I find it intriguing for exactly that reason. I agree there's no fundamental "there", but I suggest that you may find that ominous because it implies there's no fundamental understanding anywhere. Only stories that survive scrutiny.
GPT can write "about" something from a prompt. This is not much different than me interpreting data that I'm analyzing. I'm constantly generating stories and checking them, until one story survives it all. How do I generate stories!? Seriously. I'm sure I have a GPT module in my left frontal cortex. I use it all the time when I think about actions I take, and it's what I try to ignore when I meditate. Its ongoing narrative is what feeds back into how I feel about things, which affects how I interact with things and what things I interact with ... not necessarily as a goal-driven decision process, more as a feedback-driven randomized selection. Isn't this kind of the basis of Cognitive Behavioral Therapy, meditation, etc. See [1,2]. If you stick GPT and sentiment analysis into a room, will they produce a rumination feedback like a depressed person?
Anyway, if you can tell a coherent story to justify a result (once presented with a result), one that is convincing enough for people to believe and internalize the result in their future studies, how is that different from understanding that result and teaching it to others? The act of teaching is itself story generation. Mental models are just story-driven hacks that allow people to generalize results in an insanely complex system.
1. Happiness Hypothesis Jonathan Haidt
2. Buddhism and modern psychology, coursera
You could probably ask an undergraduate or pop science fan to write a paper title and first sentence of an abstract that would turn heads and get good results.
Faking an entire 10 page paper with figures and citations is much harder. I'm sure it'll happen next week, but until then I can still say that's where real understanding is demonstrated.
> there is no understanding in the GPT-2 system, but it's able to generate increasingly plausible text
Under some definition of "understanding". GPT understands how to link words and concepts in a broadly correct manner.
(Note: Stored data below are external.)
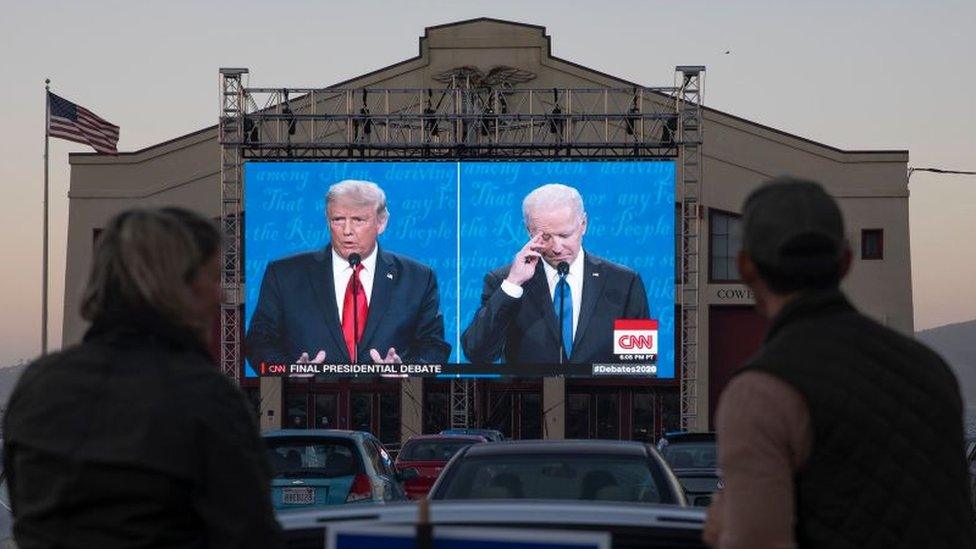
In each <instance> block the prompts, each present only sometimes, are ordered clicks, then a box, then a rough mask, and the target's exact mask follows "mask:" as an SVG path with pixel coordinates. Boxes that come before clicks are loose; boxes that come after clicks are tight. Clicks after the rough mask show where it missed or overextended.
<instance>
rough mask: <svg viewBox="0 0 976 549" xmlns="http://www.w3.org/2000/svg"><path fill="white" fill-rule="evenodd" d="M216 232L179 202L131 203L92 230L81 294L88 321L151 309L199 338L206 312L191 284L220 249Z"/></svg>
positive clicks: (84, 318) (109, 318)
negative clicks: (85, 282)
mask: <svg viewBox="0 0 976 549" xmlns="http://www.w3.org/2000/svg"><path fill="white" fill-rule="evenodd" d="M220 244H221V235H220V230H219V229H218V228H217V226H216V225H215V224H214V223H213V222H212V221H210V220H209V219H207V218H205V217H202V216H200V215H198V214H196V213H193V212H191V211H189V210H185V209H182V208H159V209H136V210H129V211H125V212H122V213H120V214H118V215H116V216H115V217H114V218H112V220H111V221H109V223H108V226H107V227H106V228H105V230H104V231H102V232H101V234H99V236H98V242H97V243H96V246H95V254H94V256H93V257H92V267H91V273H90V275H89V277H88V283H87V285H86V287H85V291H84V293H83V294H82V299H81V316H82V318H84V319H85V320H87V321H89V322H95V321H98V320H101V319H110V318H114V319H115V320H119V319H122V320H124V319H125V318H127V317H128V316H130V315H152V316H155V317H159V318H162V319H164V320H167V321H169V322H170V323H172V324H175V325H178V326H182V327H184V328H189V329H190V330H192V331H194V332H196V333H197V335H198V336H200V337H201V338H202V339H203V340H206V338H207V337H208V332H209V329H210V326H209V318H201V317H200V316H199V313H197V312H196V310H197V305H196V301H197V300H196V298H195V297H194V294H193V290H192V288H191V285H192V283H193V280H194V279H195V277H196V276H197V274H198V273H199V272H200V268H201V267H203V266H204V265H205V264H206V263H207V262H209V261H210V260H212V259H213V258H214V257H215V256H217V255H218V254H219V253H220Z"/></svg>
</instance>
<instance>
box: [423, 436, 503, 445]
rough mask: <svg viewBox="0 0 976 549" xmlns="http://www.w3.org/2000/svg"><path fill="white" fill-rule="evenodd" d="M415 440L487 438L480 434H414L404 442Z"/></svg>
mask: <svg viewBox="0 0 976 549" xmlns="http://www.w3.org/2000/svg"><path fill="white" fill-rule="evenodd" d="M415 440H444V441H455V440H470V441H473V442H487V441H488V439H486V438H485V437H483V436H481V435H414V436H412V437H410V438H409V439H407V442H404V444H407V443H410V442H413V441H415Z"/></svg>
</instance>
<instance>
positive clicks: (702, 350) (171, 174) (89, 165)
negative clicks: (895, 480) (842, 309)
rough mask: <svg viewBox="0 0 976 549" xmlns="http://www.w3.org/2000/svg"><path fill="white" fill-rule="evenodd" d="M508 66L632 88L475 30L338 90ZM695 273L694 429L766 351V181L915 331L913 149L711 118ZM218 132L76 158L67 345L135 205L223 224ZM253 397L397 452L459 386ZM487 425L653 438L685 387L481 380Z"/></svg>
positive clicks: (483, 406) (617, 85)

As long as the training data is valid, it's very plausible that it could connect some concepts that it genuinely and correctly understands are compatible, but doing so in a way which humans had not considered.
It can't do research or verify truth, but I've seen several examples of it coming up with an idea that as far as I can tell had never been explored, but made perfect sense. It understood that those concepts fit together because it saw a chain connecting them through god-knows how many input texts, yet a human wouldn't have ever thought of it. That's still valuable.
As to how far that understanding can be developed... I'm not sure. It's hard to believe that algorithmically generated text would ever be able to somehow ensure that it produces true text, but then again ten years ago I would have scoffed at the idea of it getting as far as it already has.
Makes you wonder if humans also have less "there" than we give ourselves credit for. How much of sentence construction is just repeating familiar tropes in barely-novel ways?
To what extent have our brains already decided what to say while we still perceive ourselves as 'thinking about the wording'?
No, the text is generally very implausible if you know anything about the science. For example, describing dna twists with protein folding descriptors, mixing up quantum computing with astronomy, inorganic chemistry with biochemistry, virology with bacteriology...
I was really impressed with gpt-2 but seeing this really gave me a feel for how much of a lack of understanding it has.
A striking argument, at this point in time.
Quite likey this weakness will be overcome soon, when deep learning becomes integrated with [KR²]-spectrum methods...
this is already happening. maybe not in Nature, but all over the "small" papers of this world (and so also with any Nature derivatives). There's people milling the same article with nonsense "results" through 3 journals each in Elsevier, Springer, Wiley and RCS. And they stay up. Forever. And anyone looking into this topic will waste an hour because these 10x cited articles are just self-citations of the same crap.